Qualcomm brings laptop-class CPU cores to phones with Snapdragon 8 Elite
New CPU cores replace more complicated mix-and-match of CPU architectures.
Qualcomm has a new chip for flagship phones, and the best part is that it uses an improved version of the Oryon CPU architecture that the Snapdragon X Elite chips brought to Windows PCs earlier this year.
The Snapdragon 8 Elite is the follow-up to last year’s Snapdragon 8 Gen 3—yet another change to the naming convention that Qualcomm uses for its high-end phone chips, though, as usual, the number 8 is still involved. The 8 Elite uses a “brand-new, 2nd-generation Qualcomm Oryon CPU” with clock speeds up to 4.32 GHz, which Qualcomm says will improve performance by about 45 percent compared to the Snapdragon 8 Gen 3.

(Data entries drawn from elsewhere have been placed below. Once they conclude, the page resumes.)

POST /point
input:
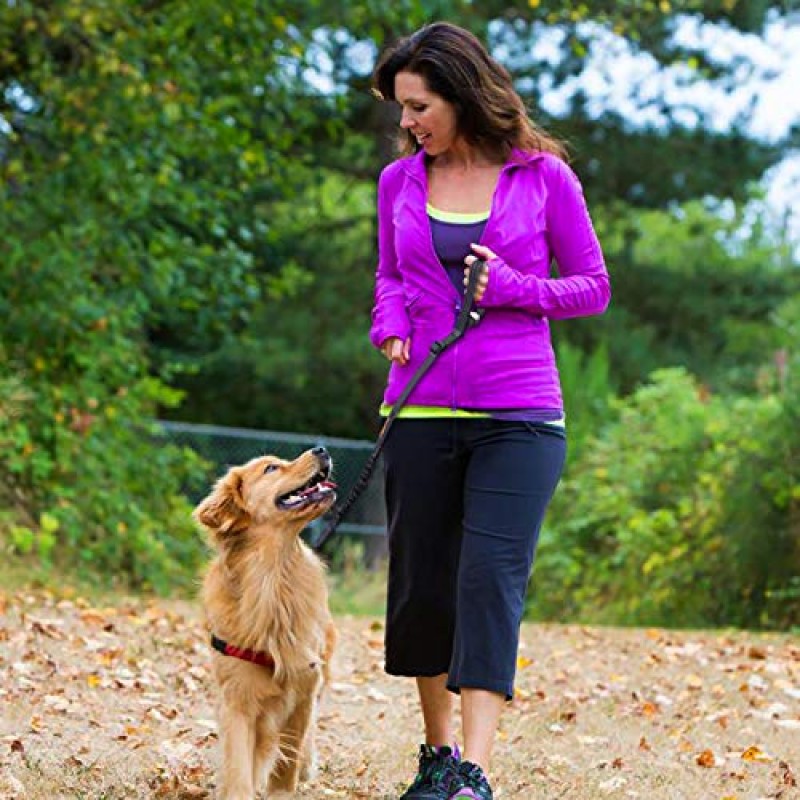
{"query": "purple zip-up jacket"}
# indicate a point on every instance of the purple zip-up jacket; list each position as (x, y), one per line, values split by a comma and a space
(506, 362)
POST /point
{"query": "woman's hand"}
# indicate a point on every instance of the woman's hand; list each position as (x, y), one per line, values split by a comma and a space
(485, 254)
(397, 350)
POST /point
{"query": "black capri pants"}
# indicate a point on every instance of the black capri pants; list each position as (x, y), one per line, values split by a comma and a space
(465, 500)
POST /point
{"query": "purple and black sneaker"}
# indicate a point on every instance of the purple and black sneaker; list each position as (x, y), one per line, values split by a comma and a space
(437, 777)
(470, 783)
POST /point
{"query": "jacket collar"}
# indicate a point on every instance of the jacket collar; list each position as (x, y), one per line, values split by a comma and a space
(414, 165)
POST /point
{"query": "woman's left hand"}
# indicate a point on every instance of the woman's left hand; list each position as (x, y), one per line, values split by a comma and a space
(485, 254)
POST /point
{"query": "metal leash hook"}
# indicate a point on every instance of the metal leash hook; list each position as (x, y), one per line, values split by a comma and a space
(468, 317)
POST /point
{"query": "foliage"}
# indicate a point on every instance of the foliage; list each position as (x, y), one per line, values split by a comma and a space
(694, 286)
(683, 510)
(138, 140)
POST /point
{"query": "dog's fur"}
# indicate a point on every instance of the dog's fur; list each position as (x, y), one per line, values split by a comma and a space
(266, 591)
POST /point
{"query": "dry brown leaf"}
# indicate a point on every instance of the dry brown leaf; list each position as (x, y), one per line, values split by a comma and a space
(755, 754)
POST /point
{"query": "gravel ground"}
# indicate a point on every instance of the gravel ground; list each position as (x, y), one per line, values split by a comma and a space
(115, 702)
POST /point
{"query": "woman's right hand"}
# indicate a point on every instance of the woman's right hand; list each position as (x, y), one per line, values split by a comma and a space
(397, 350)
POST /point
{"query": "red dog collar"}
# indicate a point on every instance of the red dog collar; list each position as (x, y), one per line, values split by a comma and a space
(253, 656)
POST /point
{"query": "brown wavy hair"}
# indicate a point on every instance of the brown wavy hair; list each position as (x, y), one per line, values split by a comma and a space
(456, 66)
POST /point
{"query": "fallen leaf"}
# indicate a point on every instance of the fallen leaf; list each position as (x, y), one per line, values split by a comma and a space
(706, 759)
(755, 754)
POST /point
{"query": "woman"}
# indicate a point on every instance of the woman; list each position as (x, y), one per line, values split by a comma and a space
(474, 458)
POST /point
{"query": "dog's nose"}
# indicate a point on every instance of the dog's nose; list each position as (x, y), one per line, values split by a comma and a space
(322, 456)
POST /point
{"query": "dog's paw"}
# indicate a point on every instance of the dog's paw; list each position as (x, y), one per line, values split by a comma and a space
(309, 769)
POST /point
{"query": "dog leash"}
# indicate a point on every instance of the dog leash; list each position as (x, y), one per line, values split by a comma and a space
(467, 318)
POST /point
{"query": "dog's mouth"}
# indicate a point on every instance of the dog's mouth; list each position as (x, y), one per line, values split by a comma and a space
(315, 490)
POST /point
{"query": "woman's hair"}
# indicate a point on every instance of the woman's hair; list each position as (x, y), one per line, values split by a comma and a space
(456, 66)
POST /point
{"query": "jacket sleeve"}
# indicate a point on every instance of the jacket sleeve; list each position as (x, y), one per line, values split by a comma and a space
(582, 287)
(389, 317)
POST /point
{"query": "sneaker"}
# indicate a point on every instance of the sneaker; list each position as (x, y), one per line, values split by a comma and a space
(437, 775)
(474, 783)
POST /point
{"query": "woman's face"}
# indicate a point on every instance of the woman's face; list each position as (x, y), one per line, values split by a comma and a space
(428, 116)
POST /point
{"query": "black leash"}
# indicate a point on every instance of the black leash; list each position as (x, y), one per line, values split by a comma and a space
(467, 318)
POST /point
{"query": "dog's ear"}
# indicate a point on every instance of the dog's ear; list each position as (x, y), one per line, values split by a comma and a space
(224, 511)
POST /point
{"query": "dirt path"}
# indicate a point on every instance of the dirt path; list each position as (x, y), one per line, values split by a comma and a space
(116, 703)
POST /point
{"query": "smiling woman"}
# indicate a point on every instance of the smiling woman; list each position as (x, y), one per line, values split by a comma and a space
(473, 459)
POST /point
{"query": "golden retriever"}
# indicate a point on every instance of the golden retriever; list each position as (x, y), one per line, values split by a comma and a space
(266, 604)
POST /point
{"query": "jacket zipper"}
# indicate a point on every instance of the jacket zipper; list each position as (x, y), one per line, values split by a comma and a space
(443, 272)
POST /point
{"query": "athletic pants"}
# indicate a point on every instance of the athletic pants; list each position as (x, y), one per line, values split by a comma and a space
(465, 499)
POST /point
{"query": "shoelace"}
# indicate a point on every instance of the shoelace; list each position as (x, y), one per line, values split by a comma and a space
(434, 768)
(476, 778)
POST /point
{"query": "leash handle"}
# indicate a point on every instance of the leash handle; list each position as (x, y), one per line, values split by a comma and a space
(467, 318)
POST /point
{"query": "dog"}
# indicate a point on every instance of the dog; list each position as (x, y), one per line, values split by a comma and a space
(266, 606)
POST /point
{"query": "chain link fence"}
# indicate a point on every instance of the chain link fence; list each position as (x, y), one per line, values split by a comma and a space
(223, 447)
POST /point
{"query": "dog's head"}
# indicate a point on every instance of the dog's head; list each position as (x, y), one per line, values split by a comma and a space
(269, 490)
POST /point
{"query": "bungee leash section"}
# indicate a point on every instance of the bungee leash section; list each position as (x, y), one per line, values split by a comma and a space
(467, 318)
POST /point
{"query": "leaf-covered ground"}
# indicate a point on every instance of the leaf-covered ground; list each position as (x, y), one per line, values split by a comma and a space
(116, 702)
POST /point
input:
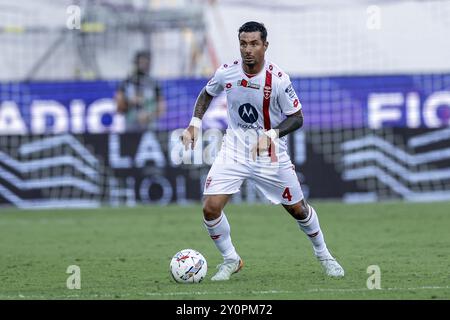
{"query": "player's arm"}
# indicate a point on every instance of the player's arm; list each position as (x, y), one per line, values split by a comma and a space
(202, 103)
(290, 124)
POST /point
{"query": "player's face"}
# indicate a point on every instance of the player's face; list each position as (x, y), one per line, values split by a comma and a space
(252, 48)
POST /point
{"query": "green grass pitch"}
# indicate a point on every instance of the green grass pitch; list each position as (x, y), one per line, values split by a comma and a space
(124, 253)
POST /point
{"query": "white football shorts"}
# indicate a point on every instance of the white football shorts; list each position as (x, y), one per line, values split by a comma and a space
(276, 180)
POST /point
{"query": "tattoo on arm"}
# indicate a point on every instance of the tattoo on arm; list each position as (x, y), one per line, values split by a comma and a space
(202, 103)
(290, 124)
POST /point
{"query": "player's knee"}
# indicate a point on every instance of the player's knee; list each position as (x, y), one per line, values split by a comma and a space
(211, 209)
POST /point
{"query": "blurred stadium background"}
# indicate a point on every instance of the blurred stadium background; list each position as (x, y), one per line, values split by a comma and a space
(373, 77)
(374, 80)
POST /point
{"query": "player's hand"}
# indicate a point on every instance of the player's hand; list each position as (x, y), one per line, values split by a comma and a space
(261, 146)
(189, 136)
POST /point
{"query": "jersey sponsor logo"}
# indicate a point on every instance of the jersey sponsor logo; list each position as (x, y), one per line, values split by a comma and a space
(248, 84)
(290, 91)
(250, 126)
(248, 113)
(267, 92)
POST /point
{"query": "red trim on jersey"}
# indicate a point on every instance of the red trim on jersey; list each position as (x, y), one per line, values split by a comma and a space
(266, 113)
(266, 101)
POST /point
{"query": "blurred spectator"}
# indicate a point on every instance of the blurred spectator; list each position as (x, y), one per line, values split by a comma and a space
(139, 96)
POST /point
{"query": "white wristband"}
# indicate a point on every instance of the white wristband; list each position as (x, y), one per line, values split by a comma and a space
(272, 134)
(196, 122)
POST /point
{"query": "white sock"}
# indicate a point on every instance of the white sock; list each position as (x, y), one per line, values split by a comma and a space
(219, 230)
(310, 225)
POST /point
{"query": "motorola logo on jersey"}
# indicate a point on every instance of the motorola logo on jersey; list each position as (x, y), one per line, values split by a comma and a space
(248, 113)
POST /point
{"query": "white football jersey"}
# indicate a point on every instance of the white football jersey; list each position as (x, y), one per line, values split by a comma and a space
(256, 103)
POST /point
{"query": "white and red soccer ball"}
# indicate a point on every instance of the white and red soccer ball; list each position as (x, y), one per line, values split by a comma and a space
(188, 266)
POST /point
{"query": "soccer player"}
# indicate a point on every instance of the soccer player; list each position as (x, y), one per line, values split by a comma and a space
(262, 103)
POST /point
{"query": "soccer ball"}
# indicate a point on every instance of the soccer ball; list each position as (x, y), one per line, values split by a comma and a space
(188, 266)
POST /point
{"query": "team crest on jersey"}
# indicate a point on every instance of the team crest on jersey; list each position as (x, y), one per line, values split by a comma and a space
(248, 84)
(208, 182)
(267, 92)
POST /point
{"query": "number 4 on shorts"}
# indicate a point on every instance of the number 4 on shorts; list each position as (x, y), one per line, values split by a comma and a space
(287, 194)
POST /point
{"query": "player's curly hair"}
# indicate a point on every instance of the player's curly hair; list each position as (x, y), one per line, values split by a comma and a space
(253, 26)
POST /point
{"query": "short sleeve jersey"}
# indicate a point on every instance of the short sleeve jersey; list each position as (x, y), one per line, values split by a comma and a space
(255, 103)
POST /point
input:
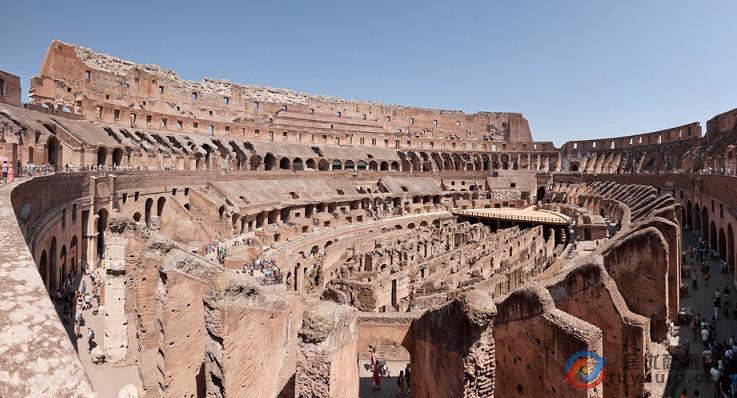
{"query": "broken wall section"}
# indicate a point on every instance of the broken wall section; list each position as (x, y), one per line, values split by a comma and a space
(326, 361)
(251, 340)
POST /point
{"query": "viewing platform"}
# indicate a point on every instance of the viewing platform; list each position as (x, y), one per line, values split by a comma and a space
(526, 215)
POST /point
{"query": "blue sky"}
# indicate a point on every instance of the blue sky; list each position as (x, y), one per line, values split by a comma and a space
(575, 69)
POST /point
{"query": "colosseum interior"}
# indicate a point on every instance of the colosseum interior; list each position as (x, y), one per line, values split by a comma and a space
(247, 241)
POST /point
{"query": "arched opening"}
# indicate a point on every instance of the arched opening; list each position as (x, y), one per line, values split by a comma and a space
(730, 248)
(298, 165)
(147, 211)
(705, 224)
(53, 152)
(43, 268)
(117, 156)
(269, 162)
(101, 155)
(62, 265)
(541, 194)
(160, 206)
(101, 225)
(52, 265)
(74, 249)
(284, 213)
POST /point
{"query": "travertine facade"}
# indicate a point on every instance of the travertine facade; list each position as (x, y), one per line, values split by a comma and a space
(349, 219)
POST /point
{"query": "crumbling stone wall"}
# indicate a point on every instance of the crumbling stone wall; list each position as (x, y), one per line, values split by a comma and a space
(534, 339)
(326, 360)
(251, 340)
(453, 349)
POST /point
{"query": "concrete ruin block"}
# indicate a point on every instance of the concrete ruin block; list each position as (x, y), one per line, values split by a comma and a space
(180, 324)
(251, 340)
(116, 318)
(326, 361)
(455, 341)
(535, 340)
(639, 265)
(588, 293)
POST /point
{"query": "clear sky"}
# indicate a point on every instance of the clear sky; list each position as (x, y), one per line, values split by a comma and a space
(575, 69)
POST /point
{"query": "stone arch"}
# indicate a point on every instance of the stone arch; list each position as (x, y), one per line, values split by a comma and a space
(284, 164)
(255, 162)
(63, 264)
(53, 156)
(43, 268)
(269, 162)
(160, 206)
(52, 264)
(705, 223)
(101, 155)
(730, 247)
(147, 211)
(101, 225)
(117, 156)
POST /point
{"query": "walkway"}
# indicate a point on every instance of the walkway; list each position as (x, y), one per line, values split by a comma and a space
(701, 300)
(107, 379)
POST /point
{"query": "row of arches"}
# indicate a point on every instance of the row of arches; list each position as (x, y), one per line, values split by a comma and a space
(54, 263)
(719, 239)
(298, 164)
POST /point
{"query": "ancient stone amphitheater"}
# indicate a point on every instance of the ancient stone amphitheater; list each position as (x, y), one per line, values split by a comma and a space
(254, 242)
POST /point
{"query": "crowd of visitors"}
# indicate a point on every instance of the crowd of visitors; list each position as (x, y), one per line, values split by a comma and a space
(379, 369)
(72, 301)
(265, 270)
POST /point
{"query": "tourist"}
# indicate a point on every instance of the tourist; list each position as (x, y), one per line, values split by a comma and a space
(90, 339)
(5, 170)
(400, 385)
(376, 378)
(715, 379)
(705, 337)
(11, 174)
(716, 308)
(706, 361)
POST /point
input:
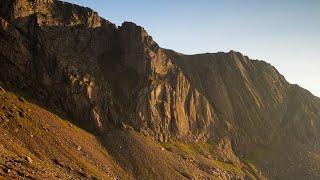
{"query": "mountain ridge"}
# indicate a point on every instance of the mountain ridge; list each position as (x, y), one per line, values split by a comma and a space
(105, 77)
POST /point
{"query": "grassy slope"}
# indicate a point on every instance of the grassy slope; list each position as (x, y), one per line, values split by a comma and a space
(59, 149)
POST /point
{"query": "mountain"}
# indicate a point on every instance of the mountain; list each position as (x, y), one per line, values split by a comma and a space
(148, 112)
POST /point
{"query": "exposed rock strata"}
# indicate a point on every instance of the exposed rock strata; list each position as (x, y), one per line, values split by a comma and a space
(101, 75)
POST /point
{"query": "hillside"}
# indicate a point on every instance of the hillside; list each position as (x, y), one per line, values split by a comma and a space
(148, 112)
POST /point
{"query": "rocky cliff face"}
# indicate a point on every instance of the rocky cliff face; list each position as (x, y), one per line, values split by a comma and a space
(103, 76)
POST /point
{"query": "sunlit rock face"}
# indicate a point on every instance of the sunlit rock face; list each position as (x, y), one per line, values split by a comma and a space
(77, 63)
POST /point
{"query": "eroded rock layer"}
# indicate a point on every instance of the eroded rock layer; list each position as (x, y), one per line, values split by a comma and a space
(103, 76)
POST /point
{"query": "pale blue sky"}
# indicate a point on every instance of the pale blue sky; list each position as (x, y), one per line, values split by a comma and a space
(284, 33)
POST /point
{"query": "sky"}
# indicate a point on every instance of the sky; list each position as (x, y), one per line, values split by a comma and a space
(285, 33)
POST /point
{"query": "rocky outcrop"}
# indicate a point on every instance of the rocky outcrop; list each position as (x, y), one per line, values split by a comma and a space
(75, 62)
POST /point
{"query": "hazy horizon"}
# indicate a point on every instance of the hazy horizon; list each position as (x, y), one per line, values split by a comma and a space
(286, 34)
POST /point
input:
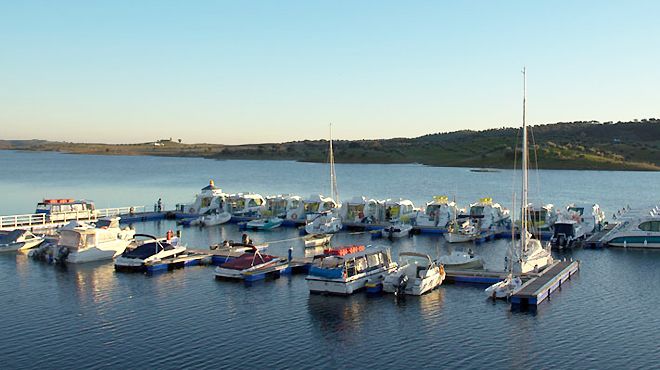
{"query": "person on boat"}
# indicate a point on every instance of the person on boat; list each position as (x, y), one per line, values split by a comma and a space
(246, 240)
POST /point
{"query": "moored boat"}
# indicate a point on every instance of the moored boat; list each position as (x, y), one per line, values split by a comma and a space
(416, 274)
(317, 240)
(148, 253)
(19, 240)
(268, 223)
(344, 271)
(249, 262)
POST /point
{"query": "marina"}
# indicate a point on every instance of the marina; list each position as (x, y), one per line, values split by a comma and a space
(283, 289)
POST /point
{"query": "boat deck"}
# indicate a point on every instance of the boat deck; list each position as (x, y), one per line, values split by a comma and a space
(536, 290)
(193, 258)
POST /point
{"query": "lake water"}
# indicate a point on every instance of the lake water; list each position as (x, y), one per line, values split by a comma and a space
(89, 316)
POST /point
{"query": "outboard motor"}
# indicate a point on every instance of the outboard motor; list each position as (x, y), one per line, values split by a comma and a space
(61, 254)
(401, 286)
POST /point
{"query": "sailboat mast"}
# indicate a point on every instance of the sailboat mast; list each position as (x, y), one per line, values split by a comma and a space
(333, 176)
(523, 224)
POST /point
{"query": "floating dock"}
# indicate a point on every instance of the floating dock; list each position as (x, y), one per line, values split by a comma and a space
(536, 290)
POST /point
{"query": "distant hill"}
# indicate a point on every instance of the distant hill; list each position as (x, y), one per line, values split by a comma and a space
(571, 145)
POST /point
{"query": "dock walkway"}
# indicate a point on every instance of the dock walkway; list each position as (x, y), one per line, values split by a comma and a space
(535, 291)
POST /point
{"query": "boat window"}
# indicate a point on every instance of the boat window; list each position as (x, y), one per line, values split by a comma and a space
(350, 268)
(360, 264)
(650, 226)
(566, 229)
(374, 260)
(579, 210)
(477, 211)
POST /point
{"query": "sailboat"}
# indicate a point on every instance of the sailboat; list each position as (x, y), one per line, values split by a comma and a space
(326, 222)
(528, 255)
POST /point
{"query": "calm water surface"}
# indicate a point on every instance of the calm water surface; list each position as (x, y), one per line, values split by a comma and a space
(90, 316)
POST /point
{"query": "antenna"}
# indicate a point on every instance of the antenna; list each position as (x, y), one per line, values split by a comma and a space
(333, 176)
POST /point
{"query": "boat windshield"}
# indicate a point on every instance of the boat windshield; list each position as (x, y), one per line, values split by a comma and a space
(578, 210)
(414, 260)
(566, 229)
(477, 211)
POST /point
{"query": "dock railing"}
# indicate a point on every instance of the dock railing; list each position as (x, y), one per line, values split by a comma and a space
(42, 219)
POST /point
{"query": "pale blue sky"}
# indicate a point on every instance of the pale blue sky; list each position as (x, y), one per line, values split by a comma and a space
(263, 71)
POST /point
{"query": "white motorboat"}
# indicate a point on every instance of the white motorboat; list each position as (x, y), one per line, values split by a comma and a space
(245, 204)
(148, 253)
(317, 240)
(267, 223)
(401, 210)
(210, 199)
(295, 208)
(59, 210)
(541, 220)
(636, 231)
(246, 263)
(464, 232)
(338, 272)
(362, 210)
(437, 213)
(217, 217)
(85, 242)
(461, 260)
(19, 240)
(416, 274)
(567, 233)
(398, 230)
(505, 288)
(323, 223)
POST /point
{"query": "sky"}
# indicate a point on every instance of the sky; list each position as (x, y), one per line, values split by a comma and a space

Rather than a mix of large, medium, and small CPU cores as it has used in the past, the 8 Elite has two “Prime” cores for hitting that high peak clock speed, while the other six are all “Performance” cores that peak at a lower 3.53 GHz. But it doesn’t look like Qualcomm is using a mix of different CPU architectures anymore, choosing to distinguish the higher-performing core from the lower-performing ones by clock speed alone.